The correct and proper reply was that you sort your problems as defendants as it has nothing to do with us.”
22 The next event was that the exception had been set down for hearing two days later, on 13 November 2012. On that day Counsel representing the plaintiff appeared and requested a postponement because he was not ready to argue the matter. By agreement between the parties the exception was removed from the roll on 13 November 2012 as a sign of courtesy to the plaintiff, and it was agreed that it would be set down in two weeks’ time. The plaintiff’s attorney also agreed to this. This was intended to afford the plaintiff’s Counsel sufficient time to study the documents and to prepare heads of argument.
23 On 20 November 2012 Webber Wentzel wrote a letter to the plaintiff’s attorney which read as follows:
“We confirm the telephonic conversation on even date between our Mr Candy and your Ms Selamolela where we confirmed that we will be setting down our clients’ exception in two weeks’ time.
The date that we are looking at is 4 December 2012.
We will serve a copy of the papers on your shortly.”
24 The matter was then set down for 4 December 2012 and came before Acting Judge Myburg on 5 December 2012. There was no appearance for the plaintiff and having read the documents and having considered the matter, Judge Myburg upheld the first and second defendants’ exception dated 31 October 2012 and, as already stated, granted the plaintiff 10 days from date of service of the order on the plaintiff’s attorneys to amend her particulars of claim. The plaintiff was ordered to pay the costs of the exception.

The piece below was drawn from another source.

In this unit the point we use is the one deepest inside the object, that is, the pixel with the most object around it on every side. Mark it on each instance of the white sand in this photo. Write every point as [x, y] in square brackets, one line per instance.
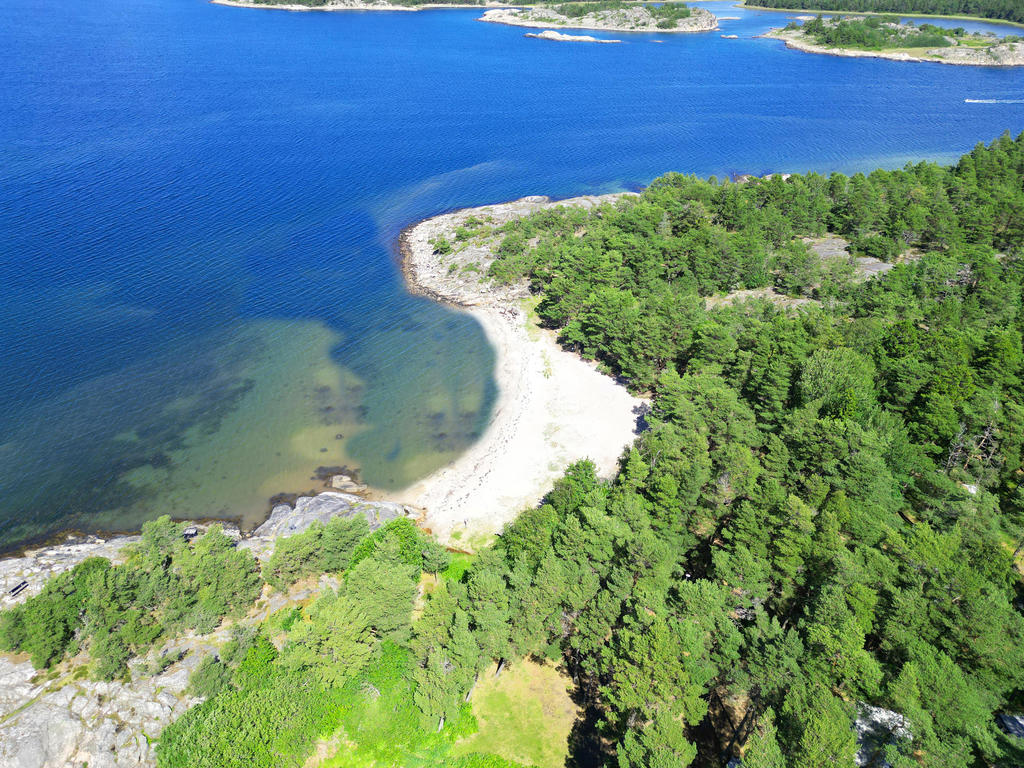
[553, 408]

25 On 10 January 2013 Webber Wentzel served on the plaintiff’s attorneys a letter which enclosed a copy of the order of Myburg AJ and requested that the plaintiff amends her particulars of claim within 10 days. There was no substantive response to this letter and when by 25 July 2013 there was no notice of intention to amend the particulars of claim or an amendment, the dismissal application was launched. On 26 August 2013 the plaintiff’s attorneys filed an answering affidavit and on 15 January 2014, some four and a half months later, the replying affidavit was served.
26 The dismissal application was then enrolled for hearing in August 2014. Just before it was heard, on 5 August 2014, the plaintiff launched the rescission application, asking for condonation for the delay in bringing the application, represented by the period from 10 January 2013 to 5 August 2014. The plaintiff also asked for a rescission of the judgment by Judge Myburg dated 5 December 2012.
27 When the matter came before Judge Weiner on 15 August 2014 she made the order to which I referred above, to the effect that the matters be heard together.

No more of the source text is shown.